In her teens, Rosemarie Myke was sent to live with an aunt in Toronto, where she worked in a gold-plating factory and met James Robertson, a white Canadian, whom she was soon dating. As World War II began, Jim Robertson joined the Canadian Army and was shipped out. Rosemarie found a highly unlikely romantic partner, Alexander David Klegerman, a talented, good-looking professional gambler whose family was prominent in Toronto’s thriving Jewish underworld. Klegerman and Dolly had barely begun their affair when the gambler was killed in a suspicious hit-and-run accident. Soon afterwards, Jim Robertson finished his tour of duty, and he and Dolly married. Nobody, including Dolly, knew that she was pregnant.

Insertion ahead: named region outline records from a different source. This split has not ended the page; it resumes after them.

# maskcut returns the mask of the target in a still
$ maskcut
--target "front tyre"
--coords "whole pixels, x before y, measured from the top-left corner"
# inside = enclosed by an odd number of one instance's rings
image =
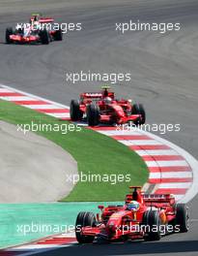
[[[49,44],[49,35],[46,29],[40,31],[40,38],[42,45],[48,45]]]
[[[10,36],[13,35],[13,34],[14,34],[13,28],[12,27],[8,27],[6,29],[6,37],[5,37],[7,44],[12,44],[13,43],[13,41],[10,38]]]
[[[140,118],[134,121],[135,125],[145,124],[146,122],[146,112],[144,106],[142,104],[134,104],[132,106],[132,114],[140,114]]]
[[[87,106],[87,122],[89,126],[96,126],[99,123],[99,109],[95,104]]]
[[[80,111],[79,102],[76,100],[71,101],[71,121],[79,121],[82,119],[83,112]]]
[[[144,213],[143,225],[146,226],[145,240],[159,240],[161,239],[160,223],[157,210],[148,210]]]
[[[62,33],[62,30],[59,29],[55,32],[54,34],[54,40],[55,41],[62,41],[63,40],[63,33]]]
[[[189,212],[185,204],[176,205],[176,224],[180,226],[181,233],[189,230]]]
[[[81,211],[78,213],[76,222],[75,222],[75,237],[79,243],[91,243],[93,242],[95,237],[84,236],[82,234],[83,227],[95,227],[96,226],[96,217],[94,213]]]

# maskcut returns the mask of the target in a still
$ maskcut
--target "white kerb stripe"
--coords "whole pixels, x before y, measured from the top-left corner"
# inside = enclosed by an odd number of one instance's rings
[[[1,93],[1,92],[14,92],[14,91],[9,90],[9,89],[7,89],[7,88],[0,88],[0,93]]]
[[[45,112],[45,114],[57,117],[57,118],[70,118],[70,112]]]
[[[150,178],[174,178],[174,177],[192,177],[190,172],[167,172],[167,173],[150,173]]]
[[[148,167],[172,167],[172,166],[188,166],[184,160],[181,161],[145,161]]]
[[[132,141],[119,140],[118,142],[126,145],[162,144],[161,143],[156,142],[155,140],[132,140]]]
[[[60,108],[56,105],[46,104],[46,105],[23,105],[25,108],[29,108],[32,110],[66,110],[64,108]]]
[[[107,135],[107,136],[118,136],[118,135],[139,135],[144,136],[138,132],[123,132],[123,131],[116,131],[116,130],[97,130],[97,132]]]
[[[1,96],[0,99],[5,101],[38,101],[38,99],[30,98],[28,96]]]
[[[158,188],[188,188],[191,185],[191,182],[170,182],[170,183],[161,183],[158,185]]]
[[[179,155],[179,153],[173,149],[134,150],[134,151],[141,156],[144,156],[144,155]]]

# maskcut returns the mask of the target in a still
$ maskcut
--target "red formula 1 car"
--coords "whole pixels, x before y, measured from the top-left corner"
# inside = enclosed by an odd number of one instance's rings
[[[99,206],[101,213],[79,212],[75,235],[79,243],[111,242],[144,239],[158,240],[162,235],[188,231],[188,208],[176,204],[170,194],[144,194],[130,187],[125,206]]]
[[[32,15],[28,23],[17,24],[14,29],[12,27],[6,29],[6,43],[48,45],[51,41],[62,41],[62,30],[54,30],[53,21],[51,17]]]
[[[103,123],[125,124],[132,121],[144,124],[146,113],[142,104],[132,104],[131,100],[117,100],[115,94],[104,86],[100,92],[84,92],[80,100],[71,100],[71,118],[79,121],[86,117],[90,126]]]

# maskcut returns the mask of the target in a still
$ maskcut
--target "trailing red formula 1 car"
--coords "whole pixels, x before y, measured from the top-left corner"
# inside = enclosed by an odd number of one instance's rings
[[[125,206],[99,206],[100,214],[79,212],[75,235],[79,243],[111,242],[144,239],[158,240],[162,235],[188,231],[188,208],[176,204],[170,194],[144,194],[130,187]]]
[[[51,17],[42,17],[40,15],[33,15],[30,21],[24,24],[17,24],[14,29],[6,29],[7,44],[32,44],[41,43],[48,45],[51,41],[62,41],[62,30],[53,28]]]
[[[86,117],[90,126],[99,123],[124,124],[133,122],[144,124],[146,113],[142,104],[132,104],[131,100],[117,100],[115,94],[104,86],[100,92],[84,92],[79,101],[71,102],[71,118],[79,121]]]

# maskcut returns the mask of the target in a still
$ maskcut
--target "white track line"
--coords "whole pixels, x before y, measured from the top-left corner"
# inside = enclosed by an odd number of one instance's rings
[[[173,166],[188,166],[184,160],[181,161],[145,161],[148,167],[173,167]]]
[[[150,178],[175,178],[175,177],[192,177],[190,172],[167,172],[167,173],[150,173]]]
[[[156,149],[156,150],[135,150],[136,153],[138,153],[141,156],[150,155],[150,156],[156,156],[156,155],[179,155],[178,152],[176,152],[173,149]]]

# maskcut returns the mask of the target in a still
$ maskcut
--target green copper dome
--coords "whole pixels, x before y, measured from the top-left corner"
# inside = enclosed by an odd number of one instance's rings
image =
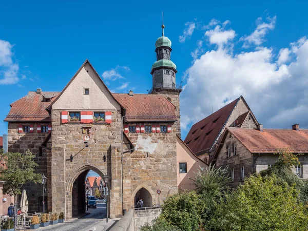
[[[171,43],[171,42],[170,43]],[[152,65],[152,69],[153,68],[156,68],[157,67],[162,66],[172,67],[175,69],[177,69],[177,66],[173,62],[168,60],[160,60],[158,61],[156,61]]]
[[[155,46],[157,48],[162,46],[171,48],[171,41],[168,38],[168,37],[162,36],[157,38],[157,41],[156,41],[156,43],[155,43]]]

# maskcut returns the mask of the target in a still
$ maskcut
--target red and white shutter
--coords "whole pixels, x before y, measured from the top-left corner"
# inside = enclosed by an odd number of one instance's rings
[[[167,126],[167,132],[171,132],[171,125],[168,125]]]
[[[23,125],[18,125],[18,133],[23,133]]]
[[[124,132],[128,133],[128,125],[124,125]]]
[[[80,112],[80,121],[86,124],[88,122],[88,112],[86,111],[81,111]]]
[[[105,121],[107,124],[111,123],[112,118],[111,111],[106,111],[105,113]]]
[[[88,124],[93,123],[93,112],[91,111],[87,111],[87,121]]]
[[[66,124],[68,122],[68,113],[66,111],[61,111],[61,123]]]
[[[156,126],[156,132],[158,133],[160,132],[160,125],[159,124]]]
[[[42,129],[41,129],[41,125],[37,125],[37,127],[36,127],[36,131],[37,131],[37,133],[42,132]]]
[[[33,125],[31,124],[31,125],[30,125],[30,132],[33,133],[33,131],[34,131],[33,129]]]

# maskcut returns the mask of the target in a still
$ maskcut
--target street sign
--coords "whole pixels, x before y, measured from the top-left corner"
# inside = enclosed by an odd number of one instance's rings
[[[107,191],[106,191],[107,190]],[[108,196],[109,195],[109,189],[107,187],[105,187],[104,188],[104,196]]]

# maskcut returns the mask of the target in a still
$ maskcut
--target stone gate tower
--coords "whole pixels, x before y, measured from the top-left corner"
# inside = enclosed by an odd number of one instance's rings
[[[178,120],[176,122],[177,133],[181,137],[180,93],[182,91],[182,86],[176,84],[176,74],[178,71],[177,66],[170,60],[171,43],[165,36],[164,28],[165,25],[162,25],[162,36],[155,43],[157,61],[152,65],[151,74],[153,86],[149,93],[163,94],[175,105]]]

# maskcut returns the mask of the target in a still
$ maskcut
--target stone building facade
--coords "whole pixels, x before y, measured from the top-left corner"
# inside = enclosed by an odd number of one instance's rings
[[[275,164],[280,148],[287,148],[298,156],[300,165],[294,166],[299,178],[308,179],[308,130],[228,128],[215,154],[217,167],[229,166],[233,187],[244,182],[249,174]]]
[[[84,212],[90,170],[110,178],[110,218],[140,199],[158,204],[158,189],[161,204],[177,192],[181,89],[169,60],[171,42],[163,36],[156,46],[151,73],[172,72],[153,74],[150,94],[111,93],[86,60],[62,91],[38,89],[11,105],[9,150],[35,155],[37,172],[47,177],[46,210],[64,211],[67,219]],[[40,211],[42,185],[24,188],[29,210]]]

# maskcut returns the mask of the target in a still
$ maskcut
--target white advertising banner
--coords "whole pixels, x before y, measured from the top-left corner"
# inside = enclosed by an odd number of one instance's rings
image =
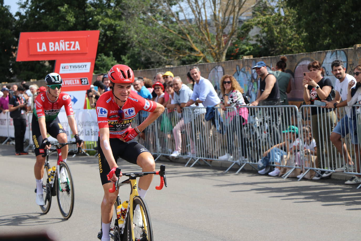
[[[32,113],[29,113],[28,115],[29,119],[26,121],[26,132],[25,133],[25,138],[29,139],[30,143],[32,143],[32,138],[30,137],[31,136],[31,121]],[[68,135],[68,141],[75,141],[74,137],[72,137],[71,130],[69,126],[68,117],[64,107],[59,113],[58,117]],[[74,111],[74,117],[78,126],[78,131],[80,138],[84,141],[97,141],[99,128],[95,110],[75,110]],[[10,117],[9,112],[5,114],[0,113],[0,136],[13,138],[14,137],[13,119]],[[48,138],[50,141],[57,141],[56,139],[51,136]]]

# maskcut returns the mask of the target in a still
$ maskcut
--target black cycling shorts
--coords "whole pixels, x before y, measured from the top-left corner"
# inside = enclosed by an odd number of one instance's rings
[[[117,138],[110,138],[109,142],[113,156],[117,163],[118,159],[120,157],[128,162],[136,164],[137,159],[140,153],[145,152],[149,152],[143,145],[136,141],[125,142]],[[108,180],[106,177],[106,175],[110,171],[110,168],[100,147],[100,138],[99,137],[98,137],[98,152],[99,172],[100,174],[101,185],[104,185],[111,182]]]
[[[65,130],[59,121],[59,118],[56,119],[51,121],[45,122],[46,130],[49,135],[56,138],[58,134],[60,133],[66,133]],[[31,131],[32,135],[32,148],[34,149],[35,156],[44,154],[43,149],[40,149],[40,146],[43,143],[43,137],[40,133],[40,127],[39,122],[36,119],[36,117],[32,114],[31,120]]]

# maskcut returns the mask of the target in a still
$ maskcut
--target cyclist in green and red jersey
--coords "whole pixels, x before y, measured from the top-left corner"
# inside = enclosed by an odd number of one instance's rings
[[[31,129],[33,147],[36,157],[36,162],[34,166],[34,174],[36,182],[36,202],[40,206],[45,205],[43,194],[43,177],[45,158],[42,155],[44,153],[44,149],[49,149],[51,146],[48,139],[47,133],[56,138],[59,143],[64,143],[68,141],[66,133],[58,118],[58,115],[62,106],[65,108],[69,126],[74,135],[77,146],[81,147],[83,143],[78,134],[70,96],[61,92],[62,82],[58,74],[48,74],[45,77],[45,83],[47,86],[47,91],[38,95],[35,101]],[[66,161],[68,154],[67,145],[61,149],[63,161]],[[61,172],[61,180],[62,174],[65,173]]]

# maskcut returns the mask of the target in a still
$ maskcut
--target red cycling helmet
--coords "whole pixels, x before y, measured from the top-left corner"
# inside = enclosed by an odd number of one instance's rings
[[[108,72],[108,78],[113,83],[126,83],[134,82],[133,70],[123,64],[116,64]]]

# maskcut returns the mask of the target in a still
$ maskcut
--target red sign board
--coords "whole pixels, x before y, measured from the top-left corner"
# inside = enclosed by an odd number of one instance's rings
[[[20,33],[17,61],[94,58],[99,30]]]
[[[16,61],[56,60],[54,72],[63,79],[62,91],[73,96],[74,103],[77,101],[83,103],[86,92],[83,94],[82,91],[89,89],[91,83],[99,32],[21,33]]]
[[[29,54],[87,53],[87,40],[86,37],[29,39]]]

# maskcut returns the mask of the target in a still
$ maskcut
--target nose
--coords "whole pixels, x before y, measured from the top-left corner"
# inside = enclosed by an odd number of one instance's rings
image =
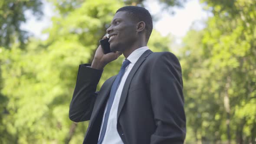
[[[108,28],[108,29],[107,29],[107,30],[106,30],[106,31],[107,32],[107,33],[108,34],[112,33],[112,32],[113,31],[113,27],[112,27],[112,26],[110,26],[110,27]]]

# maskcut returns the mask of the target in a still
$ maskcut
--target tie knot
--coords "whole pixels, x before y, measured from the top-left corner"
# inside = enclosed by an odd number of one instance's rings
[[[121,66],[121,69],[125,69],[125,68],[129,65],[130,64],[130,61],[127,59],[125,59],[125,60],[123,62],[122,64],[122,66]]]

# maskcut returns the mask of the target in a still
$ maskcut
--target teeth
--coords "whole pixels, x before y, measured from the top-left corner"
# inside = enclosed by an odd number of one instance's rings
[[[110,42],[111,40],[112,40],[112,39],[114,39],[115,36],[116,36],[116,35],[113,35],[111,36],[110,36],[110,37],[109,38],[109,40],[108,40],[108,42]]]

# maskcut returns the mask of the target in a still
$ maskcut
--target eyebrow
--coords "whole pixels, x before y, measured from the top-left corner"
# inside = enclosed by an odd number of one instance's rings
[[[118,17],[116,18],[114,20],[112,20],[112,21],[111,22],[111,23],[114,23],[114,22],[115,22],[115,21],[116,21],[117,20],[120,19],[120,18],[119,17]]]

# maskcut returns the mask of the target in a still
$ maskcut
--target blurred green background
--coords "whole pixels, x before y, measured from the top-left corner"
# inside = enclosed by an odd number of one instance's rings
[[[187,2],[158,0],[170,14]],[[117,10],[144,1],[48,0],[58,14],[43,40],[20,29],[25,11],[43,16],[40,0],[1,0],[0,144],[81,144],[88,122],[68,117],[78,65],[91,62]],[[212,13],[204,28],[191,27],[173,47],[171,36],[154,30],[148,44],[180,60],[185,143],[256,144],[256,0],[200,2]],[[122,59],[106,66],[98,87],[118,72]]]

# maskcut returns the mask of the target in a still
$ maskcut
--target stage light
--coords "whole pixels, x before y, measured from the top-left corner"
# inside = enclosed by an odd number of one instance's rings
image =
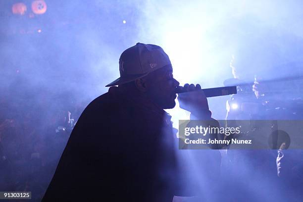
[[[34,0],[32,3],[32,10],[37,14],[45,13],[47,9],[46,3],[43,0]]]
[[[26,5],[23,3],[14,3],[11,7],[12,13],[16,15],[24,15],[27,10]]]

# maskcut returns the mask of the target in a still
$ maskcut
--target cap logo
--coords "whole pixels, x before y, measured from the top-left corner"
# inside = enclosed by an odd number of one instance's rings
[[[121,61],[121,62],[119,62],[119,68],[120,68],[120,71],[124,71],[124,68],[123,67],[123,63],[124,62],[123,62],[123,61]]]
[[[150,64],[150,66],[151,66],[151,68],[152,69],[153,67],[155,67],[157,66],[156,63]]]

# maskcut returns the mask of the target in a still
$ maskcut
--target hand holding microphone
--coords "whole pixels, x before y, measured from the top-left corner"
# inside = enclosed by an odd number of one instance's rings
[[[237,94],[236,86],[201,89],[199,84],[186,84],[184,87],[178,86],[178,101],[180,107],[194,114],[203,114],[210,116],[206,98]],[[200,115],[196,116],[201,116]]]
[[[177,92],[180,108],[193,113],[197,113],[197,111],[209,110],[207,100],[199,84],[195,86],[193,84],[186,84],[183,87],[179,86]]]

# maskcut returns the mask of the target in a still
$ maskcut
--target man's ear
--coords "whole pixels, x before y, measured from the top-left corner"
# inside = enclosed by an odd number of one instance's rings
[[[135,80],[135,84],[138,90],[141,92],[147,91],[146,79],[145,78],[141,78]]]

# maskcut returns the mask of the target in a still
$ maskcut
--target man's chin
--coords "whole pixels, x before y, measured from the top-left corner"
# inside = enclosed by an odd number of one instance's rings
[[[164,106],[163,107],[164,109],[172,109],[176,106],[176,101],[175,100],[170,102],[170,103],[167,103],[167,104]]]

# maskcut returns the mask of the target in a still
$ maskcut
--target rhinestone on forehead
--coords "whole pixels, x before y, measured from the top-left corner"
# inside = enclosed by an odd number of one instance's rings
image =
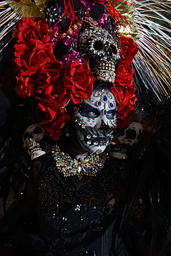
[[[100,107],[102,103],[105,106],[105,104],[108,103],[108,107],[110,108],[114,107],[114,104],[110,102],[110,100],[112,99],[112,95],[111,93],[106,92],[104,89],[102,89],[101,91],[96,91],[93,93],[93,96],[95,98],[100,98],[100,99],[95,102],[96,106]]]

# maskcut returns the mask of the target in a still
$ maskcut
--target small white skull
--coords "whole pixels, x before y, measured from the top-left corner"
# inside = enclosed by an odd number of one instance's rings
[[[114,83],[115,64],[119,59],[117,42],[109,33],[99,27],[90,27],[80,34],[79,51],[83,57],[93,58],[92,71],[97,79]]]
[[[110,147],[110,155],[117,158],[128,158],[128,146],[137,144],[143,131],[142,125],[136,122],[130,122],[128,128],[119,131],[113,139],[116,145]]]
[[[23,136],[23,147],[28,148],[31,160],[50,152],[47,138],[46,133],[39,123],[30,125],[26,130]]]

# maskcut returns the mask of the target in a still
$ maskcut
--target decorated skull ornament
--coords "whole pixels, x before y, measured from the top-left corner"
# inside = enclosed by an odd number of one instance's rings
[[[74,107],[76,133],[87,152],[100,154],[111,143],[116,128],[116,100],[107,88],[94,89]]]
[[[28,148],[31,160],[50,152],[47,138],[48,136],[40,124],[34,124],[27,128],[23,136],[23,147]]]
[[[99,27],[90,27],[80,34],[79,51],[86,59],[93,59],[90,69],[97,79],[114,83],[115,64],[119,59],[117,43],[109,33]]]

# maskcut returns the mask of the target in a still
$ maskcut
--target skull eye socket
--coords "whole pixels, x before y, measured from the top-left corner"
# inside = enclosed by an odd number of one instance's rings
[[[136,131],[133,129],[128,129],[126,131],[126,136],[128,138],[134,140],[137,136]]]
[[[36,127],[34,130],[33,131],[33,134],[41,134],[42,133],[42,129],[41,127]]]
[[[26,134],[23,135],[23,139],[24,140],[26,140],[26,138],[28,138],[28,134],[29,134],[29,133],[27,131],[27,132],[26,132]]]
[[[103,44],[100,41],[96,41],[94,44],[93,44],[93,47],[95,50],[103,50]]]
[[[115,46],[115,45],[111,44],[110,48],[112,49],[112,53],[114,53],[114,54],[117,53],[117,47]]]

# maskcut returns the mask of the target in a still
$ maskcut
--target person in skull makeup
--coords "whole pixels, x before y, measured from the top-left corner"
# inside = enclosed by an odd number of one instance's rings
[[[77,138],[85,150],[101,153],[112,142],[116,128],[116,100],[105,84],[75,106],[74,123]]]
[[[32,244],[45,255],[126,256],[119,235],[126,172],[117,170],[107,147],[119,128],[117,118],[128,125],[134,109],[130,64],[137,46],[130,38],[119,42],[110,1],[60,0],[47,10],[48,24],[23,18],[14,33],[21,63],[16,90],[37,98],[42,127],[54,139],[51,152],[39,124],[23,134],[32,159],[27,199],[40,226]]]
[[[116,175],[105,152],[115,128],[115,98],[100,83],[74,105],[70,136],[54,147],[54,161],[48,154],[33,160],[37,212],[48,253],[107,256],[119,250],[127,255],[112,241],[116,237],[115,242],[123,243],[117,235],[117,214],[126,199],[125,178]]]

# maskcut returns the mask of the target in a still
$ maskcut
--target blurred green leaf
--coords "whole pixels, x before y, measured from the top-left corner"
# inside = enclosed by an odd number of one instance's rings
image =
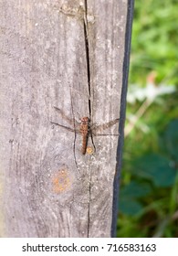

On July 5, 1943, Jaime Royal Robertson was born.2 Dolly alone knew that her baby was Alex Klegerman’s son, not her husband’s. Nor, although Robbie spoke freely in 1991 about his Native heritage, did he tell me that he was not merely half-Native American, but half-Jewish. The Six Nations meet the Twelve Tribes, indeed. Robbie was well into his teens by the time Rosemarie told him who his real father was. She introduced him to his paternal family, who embraced Robbie warmly. His Klegerman uncles, Morrie and Natie, were eager for him to join the various family businesses, not all of which—indeed, few of which—were above-board. The more Robbie learned about Morrie and Natie and the work they did, the greater his discomfort. Morrie’s, and especially Natie’s, connections to the Mafia were giving them a reputation as Canada’s Meyer Lanskys. (Lansky was a major Jewish crime figure in the USA, known as “the Mob’s Accountant”.) When Natie, of whom Robbie had grown especially fond, was convicted of possessing stolen diamonds and given a six-year sentence, Robbie was “devastated to see someone I loved and appreciated being hauled away in handcuffs. It was a terrible feeling of helplessness to have him taken down. It broke me in two, a loss that pushed me deeper into my refuge, music.” He was already deep into music. He was a Hawk.
Below: “Hey Boba Lou,” one of Robbie Robertson’s first compositions (he wrote it at age 15) and one of the first to be recorded, on Ronnie Hawkins’s 1959 album Mr. Dynamo
Thorpe’s original, Sac and Fox name, was Wa-Tho-Huk, or Bright Path, which he would have been forbidden to use. Carlisle’s motto, and that of turn-of-the-century America’s two dozen Indian Industrial Schools, was “Kill the Indian, save the man." The Native novelist Tommy Orange’s 2024 book Wandering Stars, a condemnation of this ethos of enforced indoctrination, is set largely at Carlisle, as is John Sayles’s novel To Save the Man, coming in January 2025.
Robbie’s given name, which he never changed, was Jaime (pronounced “Jamie”) Robertson. To the irritation of Jim Robertson, who wanted a true namesake, Dolly wanted to name her son “Jamie,” but worried that people would pronounce it “Jammie,” so she improvised. “But when you’re going to school,” Robertson told me, “you could get kidded with a name like Jaime. ‘Robbie’ just evolved from Robertson, and it wore well.”